If you’re looking for some activities in Oxford, Mississippi, you’ve come to the right place. This city offers an array of local events and attractions. The Oxford City Stadium hosted the Ole Miss Rebels football team from the University of Mississippi. The stadium underwent renovations and expansions throughout the years and was named after professor William Hemingway and coach Johnny Vaught. Locals love to gather in the park’s covered pavilion, which serves as a showcase for the city’s artisanal products.
The town square offers many outdoor options, and is home to an array of restaurants, bars, art galleries, churches, and coffee shops. Historic buildings feature balconies and cast-iron columns, which lend an interesting character to the town’s historic architecture. The current courthouse was constructed in 1871 after the original structure was destroyed in an earthquake. You can also take in the town’s history at the Burns-Belfry Museum & Multicultural Center.
Throughout the year, the University of Mississippi hosts temporary exhibits. Admission is free and hours are 10 am to 6 pm Tuesday through Saturday. While you’re in Oxford, don’t miss out on visiting William Faulkner’s home, Rowan Oak. The writer lived at Rowan Oak for nearly three decades and is believed to have inspired many of his stories. There are also several places to relax in Oxford, including the Holly Springs National Forest.
As the city continues to grow, some of its historic buildings are being demolished, including many of its old homes. This was a shock to residents, who felt overwhelmed and confused by the changes. In addition, the city didn’t have any preservation laws, which lead to the demolition of many old buildings. But with proper preservation laws in place, it’s likely that the Oxford of today will be as charming as the community of old.

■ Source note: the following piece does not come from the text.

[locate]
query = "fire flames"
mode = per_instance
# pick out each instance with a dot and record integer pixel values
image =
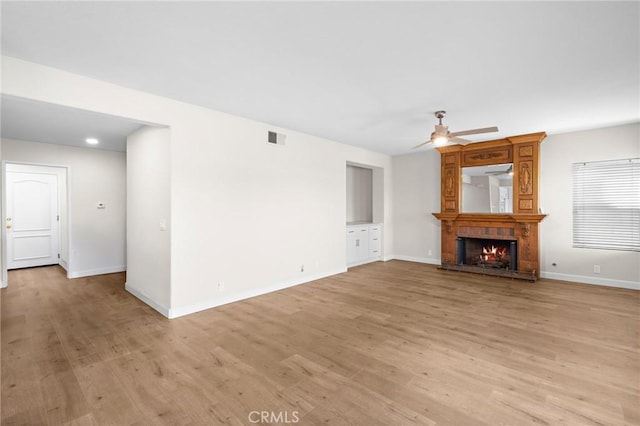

Although Oxford was destroyed during the Civil War, it rebuilt and reopened in 1865 with eighty-six students. It quickly became a vibrant city and a booming college town. The town became known as a “handsome little town” by a Chicago war reporter. Small businesses and cotton were the primary industries of commerce in Oxford, and most residents enjoyed a town-and-gown atmosphere.
For some great southern fare, the city has a number of unique dining options. The City Grocery on the Square, a popular gathering place for locals, serves up soul food favorites such as cornmeal fried oysters, shrimp and grits, and Southern Fried Catfish. The menu even lists mac and cheese as a vegetable. It’s easy to see why this restaurant is a hit amongst Oxford diners.
In addition to its history, Oxford has also won national attention. Its topography is characterized by rolling hills, which made it the ideal setting for the state’s flagship university. Oxford has a vibrant culture and cosmopolitan mix, attracting thousands of visitors each year. Oxford is also home to the University of Mississippi, also known as Ole Miss. If you are looking for a relaxing retreat from the hustle and bustle of the Big City, Oxford might be a good choice for you.